Vision-Language Model Dialog Games for Self-Improvement
Ksenia Konyushkova, Christos Kaplanis, Serkan Cabi, Misha Denil
TL;DR
The paper introduces VLM Dialog Games, a scalable self-improvement framework where two vision-language models, a Describer and a Guesser, engage in goal-oriented dialogs over unlabelled images. Successful dialogs are automatically filtered to form a high-quality synthetic dataset, which is used to fine-tune the base VLM and iteratively improve performance. Experiments on general VQA benchmarks and robotics success detection demonstrate that fine-tuning on dialog-generated data improves both in-game dialog success and downstream visual understanding, with improvements generalizing across datasets.

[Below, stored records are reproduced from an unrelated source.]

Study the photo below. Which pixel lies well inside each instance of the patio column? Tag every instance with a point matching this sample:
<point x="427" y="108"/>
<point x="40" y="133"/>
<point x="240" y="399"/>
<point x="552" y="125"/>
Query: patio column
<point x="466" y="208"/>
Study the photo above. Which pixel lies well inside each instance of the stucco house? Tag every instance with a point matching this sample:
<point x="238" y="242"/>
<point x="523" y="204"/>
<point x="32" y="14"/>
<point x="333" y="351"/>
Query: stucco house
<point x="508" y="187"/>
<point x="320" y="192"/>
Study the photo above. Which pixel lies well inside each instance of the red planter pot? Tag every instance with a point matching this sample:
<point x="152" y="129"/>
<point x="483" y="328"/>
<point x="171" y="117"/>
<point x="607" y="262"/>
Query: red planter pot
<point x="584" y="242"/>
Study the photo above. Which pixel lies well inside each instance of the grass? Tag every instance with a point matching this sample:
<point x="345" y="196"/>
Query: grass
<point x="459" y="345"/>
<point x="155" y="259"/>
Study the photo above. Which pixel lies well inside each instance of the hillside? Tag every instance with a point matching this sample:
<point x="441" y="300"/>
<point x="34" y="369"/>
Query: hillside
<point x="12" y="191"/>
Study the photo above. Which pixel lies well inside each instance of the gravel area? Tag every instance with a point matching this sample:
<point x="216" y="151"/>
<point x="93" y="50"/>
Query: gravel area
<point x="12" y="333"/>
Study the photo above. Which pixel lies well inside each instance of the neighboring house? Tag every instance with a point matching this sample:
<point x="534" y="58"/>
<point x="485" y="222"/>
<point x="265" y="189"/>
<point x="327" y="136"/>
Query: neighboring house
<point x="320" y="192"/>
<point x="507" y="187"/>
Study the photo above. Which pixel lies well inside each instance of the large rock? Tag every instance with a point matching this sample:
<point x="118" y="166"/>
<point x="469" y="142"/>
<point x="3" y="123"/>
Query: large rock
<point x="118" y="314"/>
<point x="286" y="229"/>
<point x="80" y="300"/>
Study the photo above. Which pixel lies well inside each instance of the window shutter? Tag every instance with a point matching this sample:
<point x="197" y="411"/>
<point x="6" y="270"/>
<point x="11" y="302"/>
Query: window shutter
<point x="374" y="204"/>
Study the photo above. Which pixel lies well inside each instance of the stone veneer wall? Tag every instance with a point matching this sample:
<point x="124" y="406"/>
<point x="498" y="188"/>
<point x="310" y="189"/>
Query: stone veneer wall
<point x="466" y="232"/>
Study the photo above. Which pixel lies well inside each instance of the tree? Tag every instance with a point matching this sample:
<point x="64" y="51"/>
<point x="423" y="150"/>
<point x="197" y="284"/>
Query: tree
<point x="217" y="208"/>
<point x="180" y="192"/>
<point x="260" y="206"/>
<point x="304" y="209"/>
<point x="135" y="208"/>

The approach emphasizes data efficiency, domain adaptation, and minimal supervision, offering a promising recipe for self-improving VLMs in data-scarce settings.
Abstract
The increasing demand for high-quality, diverse training data poses a significant bottleneck in advancing vision-language models (VLMs). This paper presents VLM Dialog Games, a novel and scalable self-improvement framework for VLMs. Our approach leverages self-play between two agents engaged in a goal-oriented play centered around image identification. By filtering for successful game interactions, we automatically curate a high-quality dataset of interleaved images and text. We demonstrate that fine-tuning on this synthetic data leads to performance gains on downstream tasks and generalises across datasets. Moreover, as the improvements in the model lead to better game play, this procedure can be applied iteratively. This work paves the way for self-improving VLMs, with potential applications in various real-world scenarios especially when the high-quality multimodal data is scarce.